The new mosaic was created using data gathered by the Mars Express spacecraft. It was produced using images from the High Resolution Stereo Camera (HRSC) onboard the observatory. Looking at the grainy images we’ve captured before, compared with the detail and colors showcased here, it almost feels like we’re looking at Mars properly for the first time.
Mars was given its nickname thanks to its red-like sandy color. And while it’s easy to think of the planet as just being one massive, sprawling collection of sand dunes, there are other colors at work here, too. The ESA’s latest Mars Express mosaic gives us a full glimpse into the Red Planet’s proper coloring, as darkly colored paths of grey-black basaltic sands cut through the sandy dunes, creating a scarred-looking world.
It really is quite a beautiful piece, and one that enhances the local color and contrast of the planet in shocking detail. Thanks to the nine imaging channels built into the HRSC, the Mars Express is able to visualize Mars in three dimensions and full color. Unfortunately, getting the exact coloring down is difficult because of all the swirling dust and the ever-changing opacity of the Martian atmosphere.

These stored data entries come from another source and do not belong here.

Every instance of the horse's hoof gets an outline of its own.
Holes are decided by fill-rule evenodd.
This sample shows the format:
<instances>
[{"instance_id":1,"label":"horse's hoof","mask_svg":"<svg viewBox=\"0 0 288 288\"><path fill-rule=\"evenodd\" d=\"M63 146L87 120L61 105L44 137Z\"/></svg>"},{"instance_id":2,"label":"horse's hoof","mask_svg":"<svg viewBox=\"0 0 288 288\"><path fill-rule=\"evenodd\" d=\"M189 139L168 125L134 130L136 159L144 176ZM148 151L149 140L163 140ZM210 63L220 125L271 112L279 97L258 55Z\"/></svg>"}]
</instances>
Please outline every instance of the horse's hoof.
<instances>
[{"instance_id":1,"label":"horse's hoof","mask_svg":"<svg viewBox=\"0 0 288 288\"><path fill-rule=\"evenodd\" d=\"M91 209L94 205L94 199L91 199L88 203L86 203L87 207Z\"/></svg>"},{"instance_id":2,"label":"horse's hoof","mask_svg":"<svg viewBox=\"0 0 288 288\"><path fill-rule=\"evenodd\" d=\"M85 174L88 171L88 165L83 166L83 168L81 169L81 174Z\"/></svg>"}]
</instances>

In the past, the Mars Express has gotten around its issue using image processing. However, that creates reduced variations in the colors of the different parts of the planet, giving it that singular grainy, sandy look. However, this time, the team used a color model derived from high-altitude observations to preserve the color variations while still revealing the planet’s rich view. The result is this beautiful mosaic.
And each of those colors is indeed a different material, really outlining just how vast and different the makeup of the Red Planet is when you start to dig deeper into it. Hopefully, images like this give astronomers even more information about the planet, especially if NASA’s plan to send a manned mission to Mars ever becomes a reality, and that information is needed.